The news comes the day after “The Power of the Dog” director Jane Campion made history, becoming the first woman to be nominated twice in the best director category for the Academy Awards. (She was previously nominated in 1994 for “The Piano.”)

When it comes to underrepresented racial and ethnic groups, which includes Black and Latino filmmakers, the percentage of directors reached a 15-year high: 27.3 percent. The group with the least amount of traction directing features are women of color, who still make up only 2 percent of the total.

“When Hollywood thinks of a woman director, they’re thinking of a Caucasian woman, and when they think of a person of color directing, they’re thinking about a male,” Smith said, pointing to the fact that female directors of color earn the highest reviews according to Metacritic yet most often are given lower production budgets and fewer marketing dollars from their studio beneficiaries.

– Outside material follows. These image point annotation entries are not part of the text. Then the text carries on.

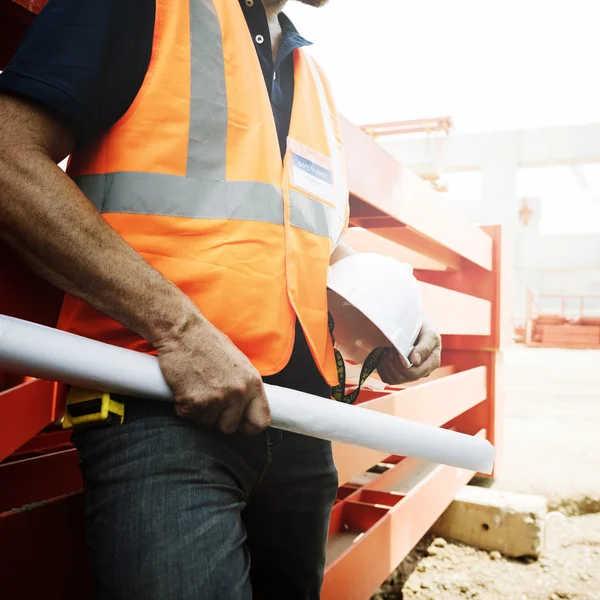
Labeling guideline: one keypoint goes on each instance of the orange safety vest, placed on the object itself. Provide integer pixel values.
(192, 178)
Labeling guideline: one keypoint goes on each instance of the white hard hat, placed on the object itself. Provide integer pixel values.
(386, 292)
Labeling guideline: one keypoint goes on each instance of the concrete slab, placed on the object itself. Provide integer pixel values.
(512, 524)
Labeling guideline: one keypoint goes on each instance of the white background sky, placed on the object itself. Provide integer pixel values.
(490, 64)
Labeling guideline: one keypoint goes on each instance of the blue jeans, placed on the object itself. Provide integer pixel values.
(178, 511)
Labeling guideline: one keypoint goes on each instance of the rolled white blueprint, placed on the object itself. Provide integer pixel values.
(47, 353)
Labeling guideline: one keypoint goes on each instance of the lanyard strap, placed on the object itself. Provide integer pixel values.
(370, 364)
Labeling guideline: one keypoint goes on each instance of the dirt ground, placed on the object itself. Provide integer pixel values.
(552, 448)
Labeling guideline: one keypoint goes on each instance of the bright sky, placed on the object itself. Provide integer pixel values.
(490, 64)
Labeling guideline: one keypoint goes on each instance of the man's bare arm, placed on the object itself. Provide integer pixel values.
(58, 233)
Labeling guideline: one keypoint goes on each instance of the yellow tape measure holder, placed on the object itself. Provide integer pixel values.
(90, 408)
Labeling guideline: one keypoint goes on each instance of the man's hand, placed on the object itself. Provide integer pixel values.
(425, 358)
(213, 382)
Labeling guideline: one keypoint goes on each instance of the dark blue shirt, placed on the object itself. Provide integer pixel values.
(87, 59)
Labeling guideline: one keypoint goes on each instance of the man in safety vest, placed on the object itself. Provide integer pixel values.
(198, 220)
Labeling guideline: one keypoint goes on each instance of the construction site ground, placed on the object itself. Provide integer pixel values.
(551, 447)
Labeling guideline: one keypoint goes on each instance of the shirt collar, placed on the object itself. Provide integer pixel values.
(290, 40)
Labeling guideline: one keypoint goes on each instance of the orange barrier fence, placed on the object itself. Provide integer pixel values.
(385, 503)
(562, 321)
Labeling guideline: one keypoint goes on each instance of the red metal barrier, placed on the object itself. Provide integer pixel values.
(571, 322)
(377, 519)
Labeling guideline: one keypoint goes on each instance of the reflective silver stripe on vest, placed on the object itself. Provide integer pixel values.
(340, 189)
(309, 214)
(207, 142)
(173, 196)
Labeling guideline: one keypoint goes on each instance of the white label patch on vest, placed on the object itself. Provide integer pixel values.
(311, 171)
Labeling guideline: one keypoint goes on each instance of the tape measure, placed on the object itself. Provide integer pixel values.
(371, 363)
(86, 408)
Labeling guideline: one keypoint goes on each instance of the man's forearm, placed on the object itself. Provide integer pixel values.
(59, 234)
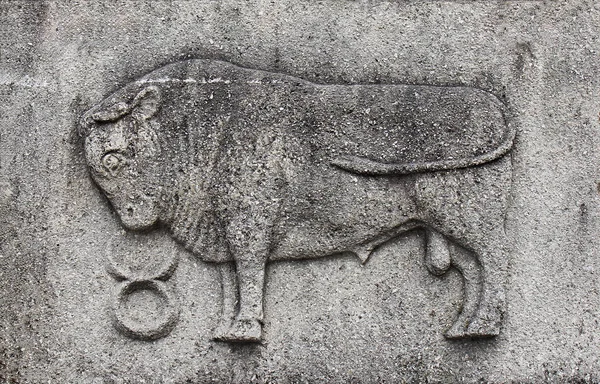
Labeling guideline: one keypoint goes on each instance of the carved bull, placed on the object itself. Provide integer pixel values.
(246, 167)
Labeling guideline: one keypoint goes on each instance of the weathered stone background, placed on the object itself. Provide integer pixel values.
(328, 320)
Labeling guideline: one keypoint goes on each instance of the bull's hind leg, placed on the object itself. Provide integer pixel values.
(493, 258)
(439, 257)
(466, 263)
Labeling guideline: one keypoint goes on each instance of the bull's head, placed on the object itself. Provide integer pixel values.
(124, 156)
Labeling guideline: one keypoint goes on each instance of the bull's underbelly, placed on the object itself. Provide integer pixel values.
(334, 217)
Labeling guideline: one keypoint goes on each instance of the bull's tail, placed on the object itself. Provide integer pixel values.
(364, 166)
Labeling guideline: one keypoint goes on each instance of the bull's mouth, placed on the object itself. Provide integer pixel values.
(137, 218)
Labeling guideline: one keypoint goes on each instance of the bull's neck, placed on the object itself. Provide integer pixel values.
(185, 209)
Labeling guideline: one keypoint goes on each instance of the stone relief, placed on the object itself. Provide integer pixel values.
(152, 278)
(245, 167)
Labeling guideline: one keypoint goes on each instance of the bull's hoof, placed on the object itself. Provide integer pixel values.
(221, 331)
(483, 328)
(242, 331)
(475, 329)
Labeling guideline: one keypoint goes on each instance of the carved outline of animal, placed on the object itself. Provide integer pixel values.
(133, 147)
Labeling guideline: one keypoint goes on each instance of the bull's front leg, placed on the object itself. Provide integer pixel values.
(229, 302)
(248, 243)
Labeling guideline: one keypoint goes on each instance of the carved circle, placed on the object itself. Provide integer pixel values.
(150, 330)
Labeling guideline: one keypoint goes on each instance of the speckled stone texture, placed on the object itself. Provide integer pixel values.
(64, 252)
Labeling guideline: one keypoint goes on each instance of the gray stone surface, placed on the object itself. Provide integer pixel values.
(67, 250)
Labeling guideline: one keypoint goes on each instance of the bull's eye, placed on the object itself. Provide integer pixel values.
(113, 162)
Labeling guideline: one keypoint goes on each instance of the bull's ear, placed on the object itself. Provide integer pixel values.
(146, 103)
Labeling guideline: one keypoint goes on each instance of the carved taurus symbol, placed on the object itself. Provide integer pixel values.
(246, 167)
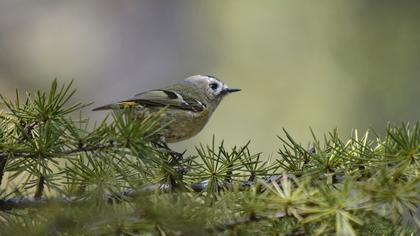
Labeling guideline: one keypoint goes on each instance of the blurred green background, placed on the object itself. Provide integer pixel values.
(301, 64)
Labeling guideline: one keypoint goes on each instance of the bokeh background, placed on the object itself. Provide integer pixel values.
(320, 64)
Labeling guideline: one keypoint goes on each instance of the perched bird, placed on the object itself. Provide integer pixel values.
(188, 105)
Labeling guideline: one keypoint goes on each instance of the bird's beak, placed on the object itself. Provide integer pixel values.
(229, 90)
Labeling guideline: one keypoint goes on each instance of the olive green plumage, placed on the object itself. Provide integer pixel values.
(188, 105)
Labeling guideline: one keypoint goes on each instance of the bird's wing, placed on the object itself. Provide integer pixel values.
(160, 98)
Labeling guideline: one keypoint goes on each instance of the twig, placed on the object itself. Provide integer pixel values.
(251, 218)
(39, 187)
(3, 161)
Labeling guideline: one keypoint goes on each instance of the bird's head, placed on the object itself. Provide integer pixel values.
(213, 88)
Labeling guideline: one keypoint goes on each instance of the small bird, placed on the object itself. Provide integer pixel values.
(188, 105)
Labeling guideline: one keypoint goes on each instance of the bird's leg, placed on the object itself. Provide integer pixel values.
(175, 161)
(176, 156)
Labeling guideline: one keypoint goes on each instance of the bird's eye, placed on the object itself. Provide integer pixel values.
(214, 86)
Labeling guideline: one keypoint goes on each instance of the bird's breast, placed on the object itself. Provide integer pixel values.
(183, 124)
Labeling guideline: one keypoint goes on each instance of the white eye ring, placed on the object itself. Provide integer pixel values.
(214, 86)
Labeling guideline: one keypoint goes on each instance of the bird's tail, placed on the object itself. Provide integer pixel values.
(113, 106)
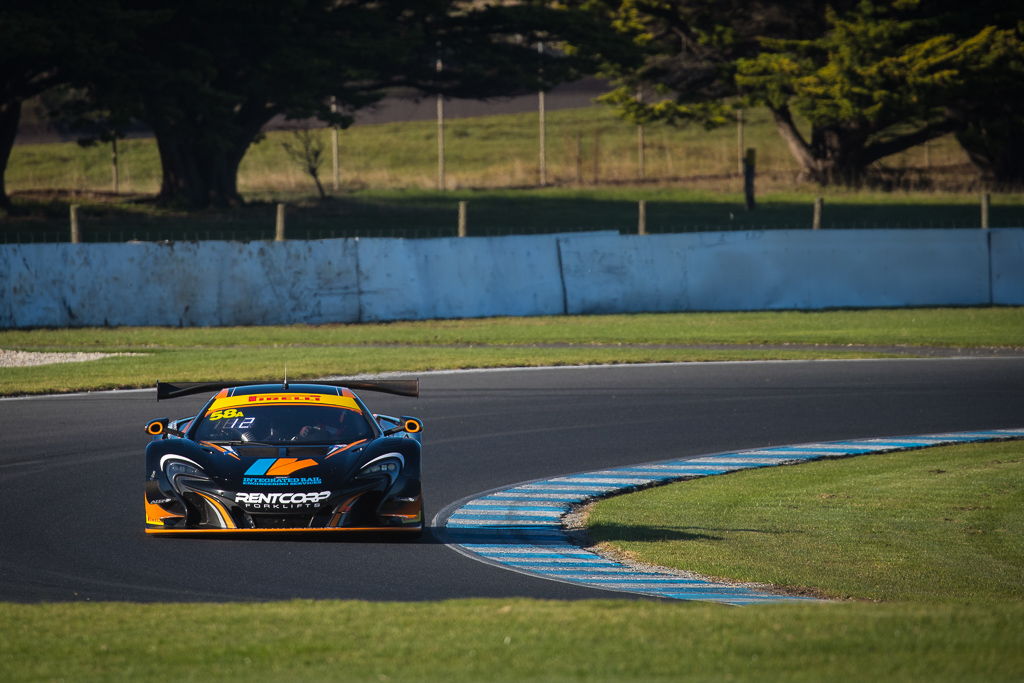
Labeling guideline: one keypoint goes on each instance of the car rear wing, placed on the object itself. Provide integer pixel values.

To address this disparity head on, the Annenberg Inclusion Initiative is starting a $25,000 scholarship program for a woman of color during her senior year at an American film school. In addition to the financial aid, the winning student will be advised by a group of Hollywood executives and talent, including Donna Langley, the chairman of the Universal Filmed Entertainment Group, Kevin Feige, the president of Marvel Studios, and Jennifer Salke, the head of Amazon Studios, among others.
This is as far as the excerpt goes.